TIA  MEMÉIA – Uma história de felicidade 
MILTON  MACIEL 

Ela era realmente uma figura sui generis. Não havia, não poderia haver nada igual na nossa cidade pequena. E tão sui generis era que eu insisto em dizer NADA – e, não, ninguém, o que seria o óbvio. Mas Tia Meméia era mesmo única no gênero. Provavelmente, vocês vão me dar razão também.

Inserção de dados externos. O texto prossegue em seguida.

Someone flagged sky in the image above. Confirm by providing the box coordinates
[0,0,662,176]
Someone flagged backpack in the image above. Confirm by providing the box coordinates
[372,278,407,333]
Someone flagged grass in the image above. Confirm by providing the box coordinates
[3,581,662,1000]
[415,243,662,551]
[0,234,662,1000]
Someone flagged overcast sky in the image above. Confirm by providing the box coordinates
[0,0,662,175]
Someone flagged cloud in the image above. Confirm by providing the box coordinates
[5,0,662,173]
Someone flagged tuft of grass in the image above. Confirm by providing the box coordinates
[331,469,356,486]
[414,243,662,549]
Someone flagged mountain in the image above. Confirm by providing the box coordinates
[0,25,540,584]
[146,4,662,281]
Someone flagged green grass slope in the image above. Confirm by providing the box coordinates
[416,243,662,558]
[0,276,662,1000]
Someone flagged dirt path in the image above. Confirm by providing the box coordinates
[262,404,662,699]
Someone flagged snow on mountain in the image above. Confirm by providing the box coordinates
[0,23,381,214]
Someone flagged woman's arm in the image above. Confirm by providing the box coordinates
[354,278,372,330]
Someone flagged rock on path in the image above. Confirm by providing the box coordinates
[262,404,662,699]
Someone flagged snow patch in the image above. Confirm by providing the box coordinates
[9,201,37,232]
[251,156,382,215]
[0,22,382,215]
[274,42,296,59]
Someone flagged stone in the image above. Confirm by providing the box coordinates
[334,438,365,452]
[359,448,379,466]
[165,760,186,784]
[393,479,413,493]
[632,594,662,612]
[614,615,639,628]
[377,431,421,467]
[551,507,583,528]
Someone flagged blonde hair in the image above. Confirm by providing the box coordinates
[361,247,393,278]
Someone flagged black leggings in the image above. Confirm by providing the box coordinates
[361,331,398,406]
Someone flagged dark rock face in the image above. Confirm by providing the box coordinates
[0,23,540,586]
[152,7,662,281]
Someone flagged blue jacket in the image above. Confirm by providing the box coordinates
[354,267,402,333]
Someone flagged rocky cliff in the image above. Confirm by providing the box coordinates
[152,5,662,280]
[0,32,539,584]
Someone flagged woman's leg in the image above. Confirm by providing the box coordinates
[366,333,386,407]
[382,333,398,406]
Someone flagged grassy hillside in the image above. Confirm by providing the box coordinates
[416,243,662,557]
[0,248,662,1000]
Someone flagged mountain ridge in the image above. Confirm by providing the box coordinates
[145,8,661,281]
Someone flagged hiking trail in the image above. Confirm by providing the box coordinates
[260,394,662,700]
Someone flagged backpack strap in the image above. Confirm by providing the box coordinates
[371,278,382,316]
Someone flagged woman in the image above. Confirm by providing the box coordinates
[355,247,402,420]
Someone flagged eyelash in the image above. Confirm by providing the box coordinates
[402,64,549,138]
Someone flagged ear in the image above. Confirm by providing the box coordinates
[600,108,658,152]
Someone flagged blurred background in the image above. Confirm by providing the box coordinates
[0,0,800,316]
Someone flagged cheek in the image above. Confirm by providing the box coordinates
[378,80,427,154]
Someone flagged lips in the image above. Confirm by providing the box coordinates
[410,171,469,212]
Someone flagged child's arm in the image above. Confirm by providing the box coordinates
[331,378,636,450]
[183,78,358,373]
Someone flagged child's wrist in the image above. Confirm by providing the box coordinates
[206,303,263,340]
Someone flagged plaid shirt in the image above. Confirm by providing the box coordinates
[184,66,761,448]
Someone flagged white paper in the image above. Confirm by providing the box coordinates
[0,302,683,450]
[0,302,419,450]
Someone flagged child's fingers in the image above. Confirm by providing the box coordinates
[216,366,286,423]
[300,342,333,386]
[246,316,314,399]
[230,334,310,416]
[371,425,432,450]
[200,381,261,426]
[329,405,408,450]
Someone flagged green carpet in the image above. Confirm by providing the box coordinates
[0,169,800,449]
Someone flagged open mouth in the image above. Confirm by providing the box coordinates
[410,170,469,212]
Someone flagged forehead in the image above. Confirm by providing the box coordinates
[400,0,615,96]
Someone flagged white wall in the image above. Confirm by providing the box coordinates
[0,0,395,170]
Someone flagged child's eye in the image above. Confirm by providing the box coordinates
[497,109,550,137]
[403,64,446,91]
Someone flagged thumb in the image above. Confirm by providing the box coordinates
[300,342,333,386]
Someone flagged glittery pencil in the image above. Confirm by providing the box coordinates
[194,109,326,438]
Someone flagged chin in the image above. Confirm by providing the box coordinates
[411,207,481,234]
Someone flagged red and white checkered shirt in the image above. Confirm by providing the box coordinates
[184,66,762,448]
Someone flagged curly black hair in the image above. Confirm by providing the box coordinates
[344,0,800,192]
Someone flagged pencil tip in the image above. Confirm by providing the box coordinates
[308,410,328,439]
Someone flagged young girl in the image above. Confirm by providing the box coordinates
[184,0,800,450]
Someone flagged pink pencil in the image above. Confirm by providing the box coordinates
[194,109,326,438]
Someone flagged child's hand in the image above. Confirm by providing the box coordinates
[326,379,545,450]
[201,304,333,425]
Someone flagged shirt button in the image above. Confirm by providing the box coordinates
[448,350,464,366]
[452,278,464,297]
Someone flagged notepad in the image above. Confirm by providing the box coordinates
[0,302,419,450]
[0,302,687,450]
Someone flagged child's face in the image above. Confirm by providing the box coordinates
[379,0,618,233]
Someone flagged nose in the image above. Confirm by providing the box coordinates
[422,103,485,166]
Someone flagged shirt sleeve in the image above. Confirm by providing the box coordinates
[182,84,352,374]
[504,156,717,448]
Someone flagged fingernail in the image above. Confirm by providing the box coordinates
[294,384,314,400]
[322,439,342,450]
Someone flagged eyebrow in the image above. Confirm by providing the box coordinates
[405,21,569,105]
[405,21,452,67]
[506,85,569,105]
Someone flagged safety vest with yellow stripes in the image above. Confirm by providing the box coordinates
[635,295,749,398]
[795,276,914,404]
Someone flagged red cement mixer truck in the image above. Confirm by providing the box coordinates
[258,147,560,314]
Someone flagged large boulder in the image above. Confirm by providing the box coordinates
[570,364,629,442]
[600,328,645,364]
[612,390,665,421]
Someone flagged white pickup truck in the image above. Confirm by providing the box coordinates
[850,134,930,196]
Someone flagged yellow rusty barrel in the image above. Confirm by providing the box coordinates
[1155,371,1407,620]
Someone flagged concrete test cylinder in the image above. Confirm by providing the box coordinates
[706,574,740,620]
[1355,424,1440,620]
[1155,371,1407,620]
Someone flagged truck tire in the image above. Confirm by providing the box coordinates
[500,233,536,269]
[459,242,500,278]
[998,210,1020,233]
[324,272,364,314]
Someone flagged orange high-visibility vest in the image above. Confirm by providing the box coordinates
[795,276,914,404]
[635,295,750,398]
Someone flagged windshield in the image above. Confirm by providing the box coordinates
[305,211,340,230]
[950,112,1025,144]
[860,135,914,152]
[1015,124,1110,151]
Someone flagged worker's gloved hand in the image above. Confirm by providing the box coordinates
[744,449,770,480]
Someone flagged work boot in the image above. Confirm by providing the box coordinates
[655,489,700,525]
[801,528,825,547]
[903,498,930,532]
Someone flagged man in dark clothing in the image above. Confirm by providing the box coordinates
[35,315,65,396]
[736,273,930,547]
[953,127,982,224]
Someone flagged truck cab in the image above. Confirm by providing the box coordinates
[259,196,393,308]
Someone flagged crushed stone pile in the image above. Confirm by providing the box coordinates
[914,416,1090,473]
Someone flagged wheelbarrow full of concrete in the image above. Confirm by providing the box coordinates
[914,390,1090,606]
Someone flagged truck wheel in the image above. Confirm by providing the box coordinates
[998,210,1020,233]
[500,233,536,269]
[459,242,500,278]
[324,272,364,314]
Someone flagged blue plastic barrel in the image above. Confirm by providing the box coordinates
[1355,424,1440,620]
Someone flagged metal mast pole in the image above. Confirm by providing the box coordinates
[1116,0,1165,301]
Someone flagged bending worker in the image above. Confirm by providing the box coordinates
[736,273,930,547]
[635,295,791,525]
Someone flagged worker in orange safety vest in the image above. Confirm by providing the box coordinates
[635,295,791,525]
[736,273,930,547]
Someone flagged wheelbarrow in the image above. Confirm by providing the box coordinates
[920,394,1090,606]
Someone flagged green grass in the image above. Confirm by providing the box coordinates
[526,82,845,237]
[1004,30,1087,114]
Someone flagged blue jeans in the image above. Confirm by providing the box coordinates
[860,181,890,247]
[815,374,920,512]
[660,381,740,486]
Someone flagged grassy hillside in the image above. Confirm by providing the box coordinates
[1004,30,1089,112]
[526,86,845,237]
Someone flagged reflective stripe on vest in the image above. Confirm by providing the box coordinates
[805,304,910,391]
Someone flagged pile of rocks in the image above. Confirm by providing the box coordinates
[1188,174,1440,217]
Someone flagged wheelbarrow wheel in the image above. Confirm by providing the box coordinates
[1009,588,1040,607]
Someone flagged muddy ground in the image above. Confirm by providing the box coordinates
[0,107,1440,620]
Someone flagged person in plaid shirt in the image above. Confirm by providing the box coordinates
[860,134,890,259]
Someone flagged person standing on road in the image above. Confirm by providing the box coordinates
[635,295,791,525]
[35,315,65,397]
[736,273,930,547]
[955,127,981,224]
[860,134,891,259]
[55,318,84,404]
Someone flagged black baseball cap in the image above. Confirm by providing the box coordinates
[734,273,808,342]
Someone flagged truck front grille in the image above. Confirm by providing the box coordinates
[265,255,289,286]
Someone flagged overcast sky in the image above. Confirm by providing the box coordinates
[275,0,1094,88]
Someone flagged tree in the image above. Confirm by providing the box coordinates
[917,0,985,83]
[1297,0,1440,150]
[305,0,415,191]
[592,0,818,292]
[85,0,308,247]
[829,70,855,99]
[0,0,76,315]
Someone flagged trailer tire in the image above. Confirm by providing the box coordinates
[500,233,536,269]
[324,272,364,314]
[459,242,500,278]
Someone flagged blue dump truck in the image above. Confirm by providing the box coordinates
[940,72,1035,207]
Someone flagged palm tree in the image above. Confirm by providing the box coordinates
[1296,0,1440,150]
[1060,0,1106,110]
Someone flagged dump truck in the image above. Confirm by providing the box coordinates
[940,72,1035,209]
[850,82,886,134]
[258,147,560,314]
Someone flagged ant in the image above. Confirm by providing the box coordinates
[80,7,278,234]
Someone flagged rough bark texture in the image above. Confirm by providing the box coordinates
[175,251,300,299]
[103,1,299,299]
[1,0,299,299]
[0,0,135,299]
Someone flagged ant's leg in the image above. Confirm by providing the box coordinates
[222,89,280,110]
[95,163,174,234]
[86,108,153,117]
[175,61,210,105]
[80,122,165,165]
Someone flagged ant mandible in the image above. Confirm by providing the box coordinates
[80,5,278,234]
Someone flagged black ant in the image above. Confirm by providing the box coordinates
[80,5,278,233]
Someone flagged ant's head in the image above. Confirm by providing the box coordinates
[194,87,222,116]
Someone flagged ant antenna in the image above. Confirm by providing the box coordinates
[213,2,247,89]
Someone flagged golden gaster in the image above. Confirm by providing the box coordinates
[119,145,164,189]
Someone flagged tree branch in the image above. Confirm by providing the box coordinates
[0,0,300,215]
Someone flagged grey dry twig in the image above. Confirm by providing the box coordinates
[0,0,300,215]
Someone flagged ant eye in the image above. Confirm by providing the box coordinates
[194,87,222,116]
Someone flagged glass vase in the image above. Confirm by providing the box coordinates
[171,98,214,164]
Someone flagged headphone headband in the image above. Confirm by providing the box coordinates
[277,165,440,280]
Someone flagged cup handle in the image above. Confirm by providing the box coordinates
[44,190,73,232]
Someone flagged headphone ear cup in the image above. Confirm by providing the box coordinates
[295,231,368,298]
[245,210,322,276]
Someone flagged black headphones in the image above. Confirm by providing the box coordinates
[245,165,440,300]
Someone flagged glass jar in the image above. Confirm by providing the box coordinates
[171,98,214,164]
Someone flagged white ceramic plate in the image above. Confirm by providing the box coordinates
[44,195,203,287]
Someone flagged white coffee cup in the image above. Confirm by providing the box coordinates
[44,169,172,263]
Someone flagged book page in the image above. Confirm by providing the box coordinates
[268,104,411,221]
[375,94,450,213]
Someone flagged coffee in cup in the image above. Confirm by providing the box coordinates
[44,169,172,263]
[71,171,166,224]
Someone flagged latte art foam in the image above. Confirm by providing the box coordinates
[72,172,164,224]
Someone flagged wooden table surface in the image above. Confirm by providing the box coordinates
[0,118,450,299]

A começar pelo nome: Meméia. Claro que esse não era o nome dela. Esse é o nome da bruxinha desastrada de Stanley, a Little Itch (Coceirinha), que no Brasil nós ficamos conhecendo através das histórias em quadrinhos da Luluzinha.  Meméia, ainda criança, era a aprendiz de bruxa de sua tia malvada, a bruxa Alcéia. Acho que a pessoa que deu o apelido à Tia Meméia, não só tinha lido muita Luluzinha, como sabia muito bem o que estava fazendo.

Porque a Tia Meméia tinha fama de ser bruxa. Muitas pessoas tinham medo dela, chegando algumas a garantir que ela realizava terríveis rituais de magia negra. Mas essas pessoas eram todas adultas. Porque, entre as crianças, Tia Meméia tinha uma enorme popularidade. Era a tal da bruxa aparecer pela cidade e elas corriam a cercá-la, a conversar com ela, ouvi-la contar histórias e mais histórias, brincar de roda e esconde-esconde com elas, pular amarelinha, ensinar canções infantis.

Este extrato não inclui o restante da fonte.